1, 1-Diphenyl 2-Picrylhydrazyl (DPPH) was used to evaluate the antioxidant property of Vranaharin. The free radical scavenging ability of the selected drug was assayed[14]. The experiment was conducted in a darkroom where DPPH was mixed with Vranaharin at different concentrations (1, 2, 3, 4 and 5 μl/ml), and its degradation through colour change was observed (violet to pale yellow). After the incubation period of 20 min, the mixtures were centrifuged, and the supernatant was measured at 517 nm using a UV-Vis spectrophotometer (ELICO^® SA 165, India). The following formula was used to determine the percentage of DPPH-free radical scavenging activity:

((Ac-As)/As)×100)

Where, (Ac)=Absorbance of the control and (As)=Absorbance of the sample

Haemolysis assay:

Change in the isotonicity of the solution causes lysis of Red Blood Cells (RBC)[15]. This concept was used in haemolysis assay to study the lysis of RBC due to the addition of Vranaharin. Experiments were conducted with fresh chicken blood. Heparin was used to prevent blood from clotting. Dulbecco’s Phosphate Buffer Saline (DPBS) was used to prepare the stock solution to ensure the presence of ~5×10⁸ RBC/ml in the mixture. It was then subjected to different concentrations of the title drug for 3 h.

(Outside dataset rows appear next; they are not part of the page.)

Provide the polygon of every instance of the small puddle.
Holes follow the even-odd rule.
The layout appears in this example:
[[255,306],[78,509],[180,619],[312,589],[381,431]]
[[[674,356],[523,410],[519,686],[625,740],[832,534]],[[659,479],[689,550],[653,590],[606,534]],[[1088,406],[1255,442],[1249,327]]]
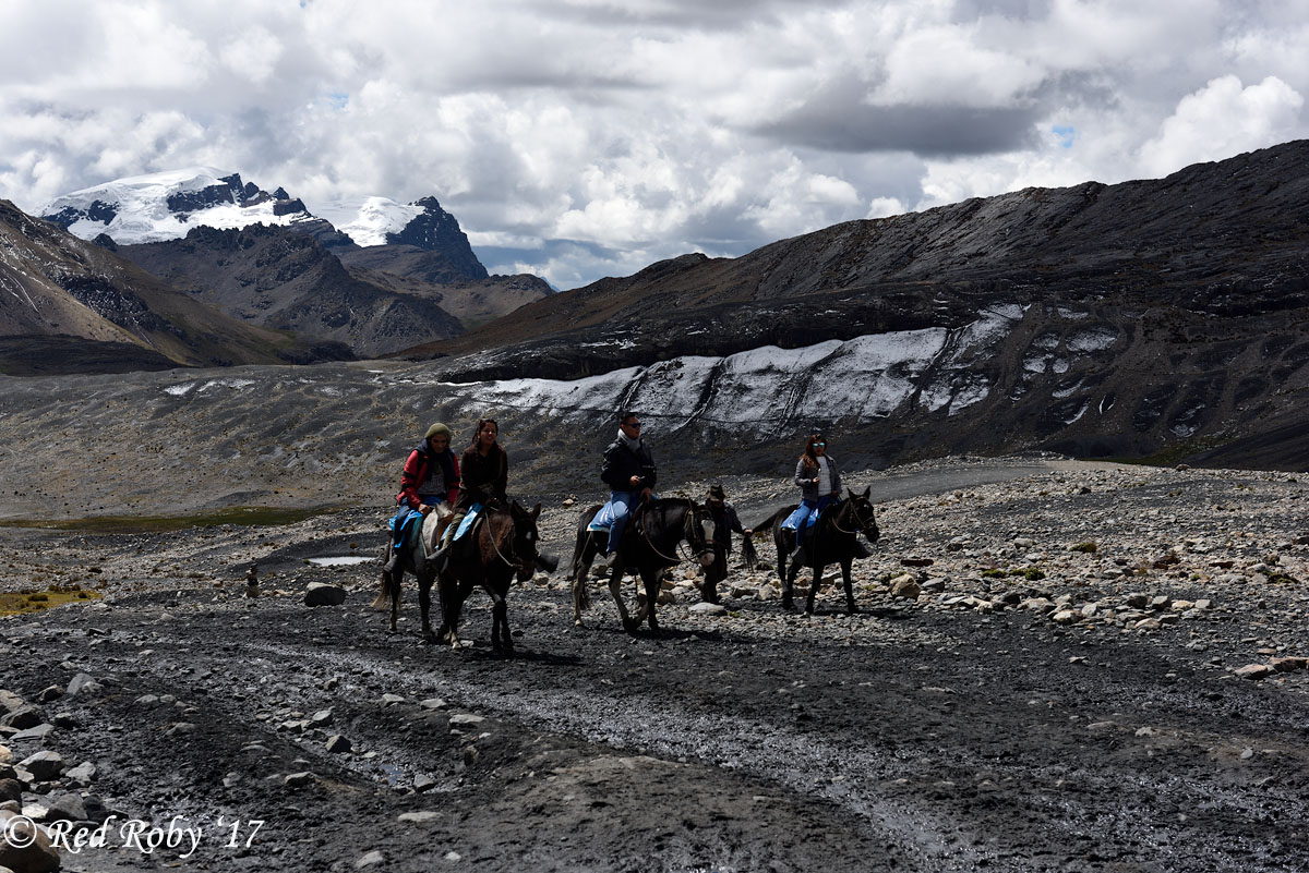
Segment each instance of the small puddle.
[[353,563],[368,563],[369,561],[376,561],[376,557],[361,555],[361,554],[339,554],[327,555],[323,558],[306,558],[309,563],[315,563],[319,567],[347,567]]

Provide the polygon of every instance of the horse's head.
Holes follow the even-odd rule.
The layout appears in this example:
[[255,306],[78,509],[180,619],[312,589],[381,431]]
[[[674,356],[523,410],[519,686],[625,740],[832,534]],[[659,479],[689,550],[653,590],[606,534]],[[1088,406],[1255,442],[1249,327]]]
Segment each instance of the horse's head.
[[509,516],[513,519],[513,540],[509,544],[513,553],[513,563],[517,567],[518,582],[531,579],[533,567],[537,563],[537,518],[541,515],[541,504],[537,503],[530,511],[518,506],[514,501],[509,504]]
[[695,559],[700,562],[702,567],[708,567],[713,565],[713,541],[704,532],[704,525],[708,524],[712,529],[713,520],[709,518],[708,508],[700,506],[695,501],[687,501],[690,506],[686,510],[686,520],[683,533],[686,536],[686,542],[691,546],[691,552],[695,553]]
[[850,523],[861,531],[869,542],[877,542],[877,537],[882,532],[877,527],[877,514],[873,511],[873,502],[869,499],[872,493],[872,485],[865,487],[863,494],[855,494],[853,490],[847,489],[846,506],[850,511]]

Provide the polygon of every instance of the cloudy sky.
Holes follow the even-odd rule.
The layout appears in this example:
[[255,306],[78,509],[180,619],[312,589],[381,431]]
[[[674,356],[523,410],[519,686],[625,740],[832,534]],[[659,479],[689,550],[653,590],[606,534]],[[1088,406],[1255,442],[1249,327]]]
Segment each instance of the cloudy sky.
[[1306,0],[7,0],[0,197],[435,195],[556,288],[1309,136]]

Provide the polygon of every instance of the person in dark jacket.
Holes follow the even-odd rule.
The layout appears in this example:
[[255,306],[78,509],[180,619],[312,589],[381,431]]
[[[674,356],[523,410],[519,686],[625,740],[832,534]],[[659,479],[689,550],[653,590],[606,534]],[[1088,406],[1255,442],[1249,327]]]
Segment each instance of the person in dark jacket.
[[450,429],[436,422],[423,434],[423,442],[414,447],[401,472],[401,493],[395,495],[398,510],[391,523],[395,536],[386,570],[395,567],[395,550],[403,540],[404,519],[410,512],[424,516],[442,503],[454,502],[459,489],[459,461],[450,451]]
[[[728,554],[732,553],[732,535],[740,533],[749,538],[754,533],[750,528],[741,527],[741,518],[736,507],[728,501],[726,491],[721,485],[711,485],[709,493],[704,498],[704,508],[709,511],[709,520],[713,521],[713,563],[704,570],[706,599],[716,601],[717,584],[728,578]],[[746,553],[749,554],[749,552]]]
[[473,444],[463,451],[459,464],[459,494],[454,499],[454,515],[441,538],[441,552],[458,531],[474,504],[509,504],[505,489],[509,485],[509,453],[499,443],[500,425],[495,418],[478,421]]
[[805,531],[818,521],[827,506],[840,499],[840,470],[836,460],[827,455],[827,439],[821,433],[812,433],[805,440],[805,451],[796,461],[796,485],[800,487],[800,506],[781,527],[796,532],[792,559],[802,561]]
[[632,508],[637,502],[649,501],[654,490],[654,457],[641,439],[641,422],[636,413],[624,410],[618,414],[618,436],[605,450],[600,478],[610,487],[614,523],[609,528],[605,554],[613,557]]

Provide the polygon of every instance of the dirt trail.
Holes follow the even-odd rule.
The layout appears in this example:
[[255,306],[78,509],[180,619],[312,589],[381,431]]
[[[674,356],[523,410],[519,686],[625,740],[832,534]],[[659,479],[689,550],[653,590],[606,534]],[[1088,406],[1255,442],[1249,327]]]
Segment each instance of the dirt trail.
[[[986,502],[958,512],[983,529],[999,514],[1018,529],[1062,524],[1045,533],[1062,542],[1081,523],[1001,502],[982,485],[992,473],[949,476],[982,489]],[[949,554],[952,525],[911,524],[920,511],[897,497],[924,481],[886,477],[877,572],[910,550]],[[770,486],[732,487],[762,503]],[[1177,512],[1199,518],[1206,487],[1217,485],[1086,499],[1123,514],[1174,494]],[[1284,490],[1240,480],[1249,501]],[[567,531],[572,510],[551,512],[550,529]],[[1285,587],[1149,633],[946,610],[865,585],[850,617],[826,593],[809,618],[750,597],[698,614],[692,600],[662,608],[660,636],[632,638],[607,593],[575,629],[562,584],[529,584],[511,595],[517,656],[500,659],[480,596],[463,629],[476,644],[452,652],[421,644],[412,587],[389,635],[367,606],[374,566],[304,563],[370,550],[374,524],[357,511],[275,536],[69,540],[115,585],[147,570],[111,605],[0,621],[0,687],[35,700],[77,672],[103,685],[47,703],[55,731],[10,744],[14,757],[89,761],[89,791],[113,812],[183,817],[204,839],[185,859],[65,853],[64,869],[1309,869],[1305,681],[1229,672],[1259,640],[1295,633],[1300,613],[1274,608]],[[41,536],[12,533],[18,550]],[[251,554],[263,596],[246,600],[236,580]],[[346,604],[306,608],[315,579],[344,583]],[[327,750],[335,736],[348,751]]]

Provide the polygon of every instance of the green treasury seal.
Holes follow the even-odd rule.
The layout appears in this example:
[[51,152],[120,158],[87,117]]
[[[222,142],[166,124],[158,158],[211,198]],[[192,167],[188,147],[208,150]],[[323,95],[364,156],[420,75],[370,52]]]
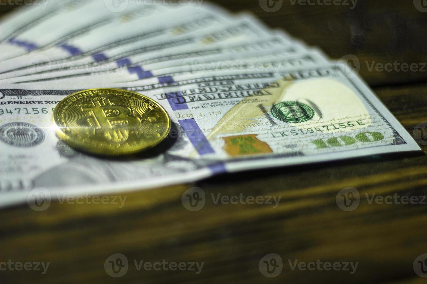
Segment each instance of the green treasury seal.
[[297,101],[274,104],[271,108],[271,113],[278,119],[293,123],[307,121],[314,115],[314,111],[311,106]]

Contents were centrifuged and the absorbance of the supernatant was measured at 541 nm using a UV-Vis spectrometer. The following formula was used to determine the percentage haemolysis:

Percentage haemolysis=((As-An)/(Ap-An))×100

Where, (As)=Absorbance of the sample; (An)=Absorbance of the negative control and (Ap)=Absorbance of the positive control.

Antimicrobial assay:

Six strains of bacteria and four strains of fungi were selected to determine the antimicrobial activity of Vranaharin. The following bacteria were acquired from (Microbial Type Culture Collection (MTCC) and Gene Bank, Chandigarh, India): Enterococcus faecalis (439), Streptococcus mutans (497), Pseudomonas aeroginosa (4673), Escherichia coli (1698), Bacillus subtilus (121) and Staphylococcus aureus (6908). The following fungi were procured: Aspergillus niger (9687), Rhizopus oryzae (6584), Candida albicans (1637) and Penicillium aculeatum (1984).

Experiments were conducted using 96-well micro plates, in which, respective nutrient media and different concentrations of Vranaharin oil were added[16-18]. Labelled plates were placed in an incubator-shaker for 24 h. After the incubation duration, plates were scanned using a micro plate reader at 600-650 nm. The absorbance readings were noted and calculations were done using the following formula:

Pg=((S-Sb)/(Cp-Cn))×100

Where, Pg=Percentage growth; S=Absorbance of the sample with inoculum; Sb=Absorbance of the sample blank; Cp=Absorbance of the positive control and Cn=Absorbance of the negative control

Percentage inhibition (Pi)=100-Pg

Results and Discussion

SOD activities were calculated and the results were graphed as shown in fig. 2a. Analysis of the liver and cerebral cortex showed a reduced activity of SOD with an increase in Vranaharin dosage (p<0.0001). SOD activity initially started to escalate in the liver and brain, in comparison with control samples, upon administration of 1 and 2 μl of Vranaharin to chick embryos respectively. Nevertheless, a decrease in SOD activity was noticed in both the tissues with an increase in the quantity of Vranaharin to 5 μl.

CAT activities were calculated, and the results were graphed as shown in fig. 2b. Analysis confirms a significant decrease in CAT activity upon administration of Vranaharin oil when compared to the control group. Moreover, its activity was further reduced as the drug concentrations were amplified. The lowest activity was recorded when 5 μl Vranaharin was administered (p<0.0001).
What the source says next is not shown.